Il Covid sta spazzando via i ristoranti? Tracollo del 66,8%, peggio solo il turismo

«La sera prima di licenziare tutti e 30 i miei dipendenti, ho sognato che i miei figli stavano morendo, sepolti vivi dalle macerie, mentre io continuavo a scavare nel posto sbagliato, a qualche metro di distanza da dove stavano soffocando. Mi sono girata e ho visto il tallone del calzino blu del più piccolo che sbucava dalla terra nera. Ormai, però, era troppo tardi. Prune, il mio ristorante di Manatthan, avrebbe chiuso i battenti alle 23:59 del 15 marzo. Avevo un solo elemento su cui basarmi: il saldo del conto corrente». Sono le parole di Gabrielle Hamilton, chef di un ristorante newyorkese che ad aprile ha scritto la sua storia sul New York Times. Una storia che racconta al tempo stesso la storia di tanti chef e ristoratori di tutto il mondo che all’improvviso, con l’emergenza sanitaria, hanno assistito a un tracollo dei loro guadagni. Diventato poi fatale per molti, persino per i locali più blasonati delle grandi città.

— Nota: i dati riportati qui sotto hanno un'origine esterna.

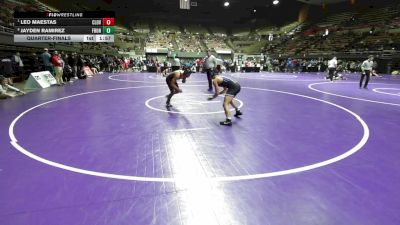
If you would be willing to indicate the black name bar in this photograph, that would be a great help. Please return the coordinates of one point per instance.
(87, 14)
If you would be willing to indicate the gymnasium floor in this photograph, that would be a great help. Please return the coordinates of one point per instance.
(106, 151)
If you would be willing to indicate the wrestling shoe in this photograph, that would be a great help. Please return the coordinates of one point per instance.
(238, 113)
(226, 123)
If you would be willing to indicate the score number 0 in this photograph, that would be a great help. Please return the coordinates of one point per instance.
(108, 21)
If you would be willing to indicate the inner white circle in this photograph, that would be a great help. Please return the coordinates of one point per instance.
(274, 77)
(147, 103)
(112, 77)
(357, 147)
(311, 86)
(378, 90)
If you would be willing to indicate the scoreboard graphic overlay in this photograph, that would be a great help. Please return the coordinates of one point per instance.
(64, 26)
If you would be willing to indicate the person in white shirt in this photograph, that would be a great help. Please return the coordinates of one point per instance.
(366, 68)
(5, 85)
(210, 63)
(332, 65)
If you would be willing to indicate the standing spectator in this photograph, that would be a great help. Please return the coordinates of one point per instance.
(5, 84)
(47, 65)
(34, 62)
(210, 63)
(332, 65)
(366, 68)
(58, 69)
(18, 65)
(176, 64)
(73, 63)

Chiusure in serie: a Milano addio ai locali più blasonati

A Milano ha chiuso lo storico Paper Moon a pochi passi da Piazza San Babila aperto nel ‘77 da Pio Galligani e dalla moglie Enrica del Rosso. Poi è stata la volta di Filippo La Mantia con la chiusura di «Oste e cuoco» di piazza Risorgimento e poi ancora di «Attimi» di Heinz Beck che aveva scommesso sulla zona di City Life ma che con il prolungamento dello smart working e gli uffici semi deserti, ha deciso di abbandonare l’impresa. E se questa è la situazione di locali abituati a fare il tutto esaurito, non va meglio a tutti gli altri ristoranti che si sono ritrovati all’improvviso ad affrontare periodi prolungati di soli costi. Il 2020 si è chiuso così con tutti i settori in sofferenza ma è stata proprio la ristorazione, secondo l’Osservatorio permanente sull’andamento dei consumi elaborato da Confimprese-Ey, a pagare maggiormente lo scotto della crisi. Nel mese di dicembre la ristorazione ha registrato un crollo del 66,8% rispetto al mese precedente e -46,8% sull’intero anno. Peggio hanno fatto solo i viaggi con il travel a -67,2% a dicembre e -59,7% in tutto l’anno.

Consumi e fatturato a picco

Secondo la Federazione italiana dei pubblici esercizi nei primi nove mesi del 2020 la ristorazione ha perso 23,4 miliardi di euro. E solo nell’ultimo trimestre dell’anno la contrazione del fatturato è stata del 16,6% rispetto allo stesso periodo dell’anno precedente. Un profondo rosso ben visibile nelle strade delle nostre città con saracinesche abbassate, ingressi sbarrati, tavolini impilati e sedie accatastate. A volte per sempre. Gli ultimi dati Istat, relativi ad un’indagine campionaria molto ampia (riferita ad un universo di 1.019.786 imprese di 3 e più addetti che operano nel settore dell’industria e dei servizi) effettuata tra ottobre e novembre, parlano di 73.000 imprese chiuse, circa il 7,2% del totale.

Quasi 400 mila imprese a rischio chiusura

E le stime che arrivano dalle associazioni di imprenditori vedono nero anche nel 2021: Confcommercio parla di chiusura definitiva di oltre 390 mila imprese del commercio non alimentare e dei servizi di mercato, fenomeno non compensato da nuove aperture, per cui la riduzione del tessuto produttivo nei settori considerati ammonterebbe a quasi 305mila imprese (-11,3%). Di queste, 240mila, esclusivamente a causa della pandemia. «Per i ristoranti — ha scritto Gabrielle Hamilton sul Nyt — la chiusura forzata dovuta al Covid è stata soltanto l’operazione odontoiatrica o l’appendicectomia che ci si ritrova a dover affrontare quando l’assicurazione sanitaria non ti copre . Queste chiusure elimineranno i più deboli e i più vulnerabili. Ma chi siano esattamente, tra di noi, i più deboli e i più vulnerabili, non è poi così ovvio».